Palestinian Detainee Resumes Hunger Strike against Detention without Trial

RAMALLAH, May 18, 2016 (WAFA) – Palestinian detainee in Israeli jails Sami Janazrah has resumed his hunger strike in protest of being detained without a charge or trial, one week after he decided to suspend his 70-day hunger strike.

Jawad Boulus, head of the legal unit at the Palestinian Prisoners’ Society (PPS), said the Israeli general prosecutor had asked the Supreme Court to give it seven more days to investigate Janazrah.

Boulus said he objected to the general prosecutor’s request and asked the Supreme Court to cancel his illegal administrative detention, without a charge or trial.

Along with Janazrah, two other Palestinian administrative detainees in Israeli jails, Adeeb Mafarjeh and Foaad Assi, have been hunger striking for over two months in protest of their administrative detention.

There are more than 500 Palestinian prisoners being held under administrative detention, a controversial Israeli practice that allows detention of Palestinians without charge or trial for up to sex-month intervals that can be renewed indefinitely.

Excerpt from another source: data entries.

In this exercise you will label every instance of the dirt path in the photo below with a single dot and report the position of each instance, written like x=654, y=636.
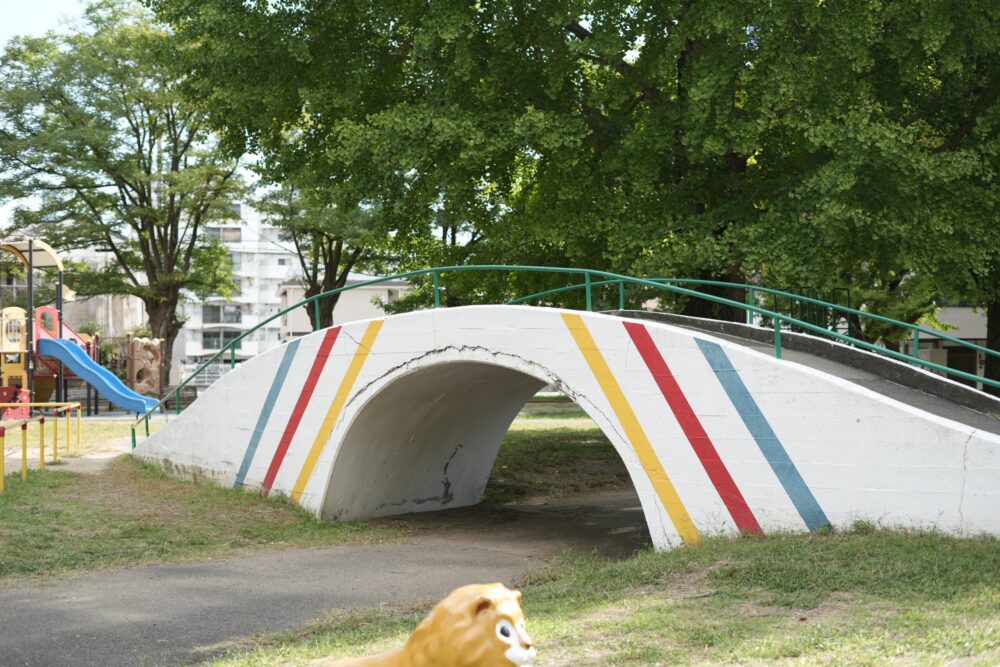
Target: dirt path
x=176, y=614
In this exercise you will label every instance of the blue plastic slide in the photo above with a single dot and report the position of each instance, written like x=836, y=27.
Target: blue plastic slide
x=104, y=381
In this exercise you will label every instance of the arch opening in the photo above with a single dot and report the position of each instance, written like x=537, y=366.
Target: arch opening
x=428, y=440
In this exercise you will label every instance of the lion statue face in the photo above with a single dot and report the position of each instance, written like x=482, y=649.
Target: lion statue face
x=481, y=625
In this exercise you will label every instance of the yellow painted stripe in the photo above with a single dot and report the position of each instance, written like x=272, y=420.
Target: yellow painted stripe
x=633, y=430
x=343, y=392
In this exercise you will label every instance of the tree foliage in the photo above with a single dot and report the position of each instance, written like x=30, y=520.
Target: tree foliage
x=94, y=132
x=329, y=242
x=798, y=142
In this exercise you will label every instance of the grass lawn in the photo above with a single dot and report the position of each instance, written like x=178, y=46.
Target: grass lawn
x=132, y=513
x=96, y=435
x=863, y=597
x=859, y=598
x=554, y=457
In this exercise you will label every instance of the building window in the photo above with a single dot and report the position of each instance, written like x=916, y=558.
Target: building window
x=217, y=340
x=225, y=234
x=221, y=314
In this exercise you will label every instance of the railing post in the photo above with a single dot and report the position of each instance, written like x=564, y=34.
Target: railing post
x=55, y=435
x=3, y=454
x=24, y=451
x=41, y=443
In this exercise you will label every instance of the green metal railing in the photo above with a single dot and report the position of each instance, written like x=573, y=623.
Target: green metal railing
x=605, y=278
x=917, y=332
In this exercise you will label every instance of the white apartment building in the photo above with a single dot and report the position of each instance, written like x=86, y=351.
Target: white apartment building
x=261, y=262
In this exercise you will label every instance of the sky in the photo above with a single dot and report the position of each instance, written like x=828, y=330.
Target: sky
x=24, y=17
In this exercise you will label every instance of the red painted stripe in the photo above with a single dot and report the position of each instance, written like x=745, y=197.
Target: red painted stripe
x=300, y=407
x=693, y=429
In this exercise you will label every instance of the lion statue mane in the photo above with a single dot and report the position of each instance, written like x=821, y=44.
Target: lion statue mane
x=480, y=625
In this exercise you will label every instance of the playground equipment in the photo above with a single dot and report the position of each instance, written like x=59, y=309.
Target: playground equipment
x=480, y=625
x=406, y=414
x=37, y=347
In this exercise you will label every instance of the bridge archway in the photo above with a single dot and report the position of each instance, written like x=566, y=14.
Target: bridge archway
x=367, y=419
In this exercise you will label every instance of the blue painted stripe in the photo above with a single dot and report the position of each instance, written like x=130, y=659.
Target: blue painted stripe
x=265, y=411
x=764, y=435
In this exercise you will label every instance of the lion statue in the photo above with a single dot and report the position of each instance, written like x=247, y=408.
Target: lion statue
x=480, y=625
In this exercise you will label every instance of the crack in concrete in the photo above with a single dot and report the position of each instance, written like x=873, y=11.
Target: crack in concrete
x=344, y=331
x=965, y=475
x=447, y=496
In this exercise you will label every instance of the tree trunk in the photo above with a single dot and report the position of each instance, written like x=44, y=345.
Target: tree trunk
x=992, y=370
x=163, y=324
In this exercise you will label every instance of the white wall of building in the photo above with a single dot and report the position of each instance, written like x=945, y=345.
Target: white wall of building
x=261, y=262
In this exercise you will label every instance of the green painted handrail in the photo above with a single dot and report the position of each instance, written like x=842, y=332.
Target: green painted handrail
x=611, y=278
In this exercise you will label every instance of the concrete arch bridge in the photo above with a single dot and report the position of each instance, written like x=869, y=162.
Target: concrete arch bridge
x=407, y=413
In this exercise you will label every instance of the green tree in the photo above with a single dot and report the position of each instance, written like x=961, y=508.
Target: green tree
x=328, y=240
x=802, y=142
x=96, y=136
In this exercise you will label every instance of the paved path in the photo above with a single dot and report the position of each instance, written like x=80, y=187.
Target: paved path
x=179, y=614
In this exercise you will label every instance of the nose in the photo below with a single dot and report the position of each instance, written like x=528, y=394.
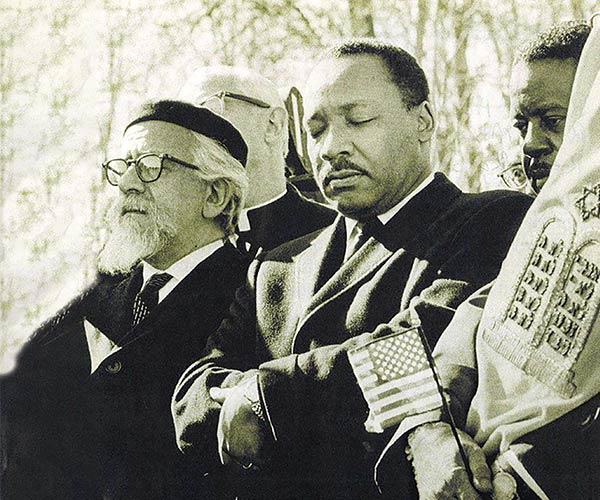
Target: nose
x=130, y=182
x=536, y=143
x=336, y=143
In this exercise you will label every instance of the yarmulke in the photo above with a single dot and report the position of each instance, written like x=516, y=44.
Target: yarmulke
x=201, y=120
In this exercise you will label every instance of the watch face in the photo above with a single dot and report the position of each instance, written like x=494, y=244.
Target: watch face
x=505, y=487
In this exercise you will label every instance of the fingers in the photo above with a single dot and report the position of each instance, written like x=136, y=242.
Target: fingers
x=218, y=394
x=482, y=476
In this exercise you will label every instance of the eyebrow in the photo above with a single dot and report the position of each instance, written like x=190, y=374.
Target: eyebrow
x=539, y=109
x=344, y=108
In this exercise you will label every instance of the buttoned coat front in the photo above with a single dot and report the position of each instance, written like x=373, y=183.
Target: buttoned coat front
x=302, y=310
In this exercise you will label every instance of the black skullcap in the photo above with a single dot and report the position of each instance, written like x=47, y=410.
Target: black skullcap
x=201, y=120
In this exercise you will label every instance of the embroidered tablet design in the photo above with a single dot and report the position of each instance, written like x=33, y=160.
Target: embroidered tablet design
x=543, y=327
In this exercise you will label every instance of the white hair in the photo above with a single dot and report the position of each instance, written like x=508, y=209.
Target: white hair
x=214, y=163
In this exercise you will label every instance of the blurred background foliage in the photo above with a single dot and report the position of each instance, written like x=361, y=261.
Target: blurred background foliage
x=71, y=71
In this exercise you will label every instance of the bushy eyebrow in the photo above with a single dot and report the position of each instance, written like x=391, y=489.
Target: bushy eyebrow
x=343, y=108
x=538, y=109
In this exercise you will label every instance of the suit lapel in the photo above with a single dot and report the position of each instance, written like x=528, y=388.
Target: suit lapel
x=370, y=257
x=397, y=237
x=112, y=315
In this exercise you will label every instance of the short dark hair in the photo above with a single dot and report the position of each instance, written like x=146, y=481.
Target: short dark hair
x=561, y=41
x=404, y=70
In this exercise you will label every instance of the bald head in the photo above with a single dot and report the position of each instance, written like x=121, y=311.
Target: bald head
x=207, y=81
x=253, y=105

Israeli officials claim the practice is an essential tool in preventing attacks and protecting sensitive intelligence, but it has been strongly criticized by the international community as well as by both Israeli and Palestinian rights groups.

The Israeli human rights organization, B’Tselem, said international law stipulates that administrative detention may be exercised only in very exceptional cases. Nevertheless, Israeli authorities routinely employ administrative detention on thousands of Palestinians.

Israel uses administrative detention regularly as a form of collective punishment and mass detention of Palestinians, and frequently uses administrative detention when it fails to obtain confessions in interrogations of Palestinian detainees.

Palestinian detainees have continuously resorted to open-ended hunger strikes as a way to protest their illegal administrative detention and to demand an end to this policy, which violates international law.